2. Pick and place: Prior to applying the solder paste to the PCB, the printed wiring assembly process is moved ahead to the pick and place stage. The surface mount components are placed on the prepared PCB. These components are soldered on the board’s surface in this next step. Traditionally, this process was manual and assemblers had to manually pick and place the components with a pair of tweezers. Nowadays, the manufacturers have automated the process. The components are all automatically placed on top of the solder paste by the machine in preprogrammed locations.

3. Reflow Soldering: At this stage, the solder paste has to be solidified. In short, the solder paste and the components on the board all need to remain in place. The printed wiring assembly accomplishes this through “reflow”. After the conclusion of the pick and place steps, the board is shifted to a conveyor belt. This belt is moved through a huge reflow oven similar to a commercial pizza oven. This kind of oven is comprised of a series of heaters which heats the board gradually to a temperature of about 480 degrees Fahrenheit or 250 degrees Celsius. This melts the solder in the paste. The cool heaters then lets the melted solder to cool down and solidify in the controlled manner.

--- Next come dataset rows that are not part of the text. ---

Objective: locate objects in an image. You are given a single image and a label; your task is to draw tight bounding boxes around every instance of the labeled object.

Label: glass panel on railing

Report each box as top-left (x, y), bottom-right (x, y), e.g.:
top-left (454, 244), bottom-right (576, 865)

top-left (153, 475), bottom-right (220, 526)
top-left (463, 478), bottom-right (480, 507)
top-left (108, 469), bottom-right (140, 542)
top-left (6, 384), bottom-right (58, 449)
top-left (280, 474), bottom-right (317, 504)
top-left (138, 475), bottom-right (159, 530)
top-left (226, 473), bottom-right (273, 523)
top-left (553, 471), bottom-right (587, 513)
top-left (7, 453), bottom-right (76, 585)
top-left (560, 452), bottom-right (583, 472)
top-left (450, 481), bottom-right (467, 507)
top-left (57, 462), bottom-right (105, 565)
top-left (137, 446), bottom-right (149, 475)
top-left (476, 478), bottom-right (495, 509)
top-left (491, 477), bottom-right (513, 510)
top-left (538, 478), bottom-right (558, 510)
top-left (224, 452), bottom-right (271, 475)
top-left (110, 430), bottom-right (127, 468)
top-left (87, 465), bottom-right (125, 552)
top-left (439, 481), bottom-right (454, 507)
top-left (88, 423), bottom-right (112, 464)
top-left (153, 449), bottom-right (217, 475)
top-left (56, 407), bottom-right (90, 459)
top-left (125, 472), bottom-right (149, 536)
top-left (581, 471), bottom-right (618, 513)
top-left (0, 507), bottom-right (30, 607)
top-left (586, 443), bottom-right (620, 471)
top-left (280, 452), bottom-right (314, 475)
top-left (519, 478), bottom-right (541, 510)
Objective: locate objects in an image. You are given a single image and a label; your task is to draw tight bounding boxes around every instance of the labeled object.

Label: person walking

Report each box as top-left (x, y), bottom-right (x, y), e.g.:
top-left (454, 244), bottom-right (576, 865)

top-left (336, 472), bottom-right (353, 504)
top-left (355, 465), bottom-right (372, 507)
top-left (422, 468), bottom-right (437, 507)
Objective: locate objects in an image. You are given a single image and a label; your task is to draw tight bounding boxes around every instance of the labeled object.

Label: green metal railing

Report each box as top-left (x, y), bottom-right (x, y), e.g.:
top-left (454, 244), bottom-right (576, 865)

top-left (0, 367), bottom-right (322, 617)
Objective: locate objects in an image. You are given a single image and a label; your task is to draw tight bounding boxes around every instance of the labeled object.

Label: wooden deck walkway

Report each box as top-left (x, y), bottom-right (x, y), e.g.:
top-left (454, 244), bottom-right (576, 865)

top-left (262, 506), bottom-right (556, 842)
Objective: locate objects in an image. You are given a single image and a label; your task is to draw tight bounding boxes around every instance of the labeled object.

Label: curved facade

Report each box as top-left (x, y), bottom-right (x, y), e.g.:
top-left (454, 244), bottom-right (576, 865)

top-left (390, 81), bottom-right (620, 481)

4. Inspection and Test: After the soldering process, an automatic optical inspection is carried on the printed wiring assembly to detect misplaced components, poor joints or even wrong. There is a thorough test done for use before letting it out.

CONCLUSION:

A printed wiring assembly is a circuit board after all placement, soldering and inspection processes are performed on a PCB. The common applications of the assembly include computers, printers, stereos and television, digital clocks, mobile devices and musical instruments. They support a wide range of technology and products in almost every conceivable industry. One needs to always check for the prototype development, design and layout, quality and the manufacturing integration while purchasing from a vendor.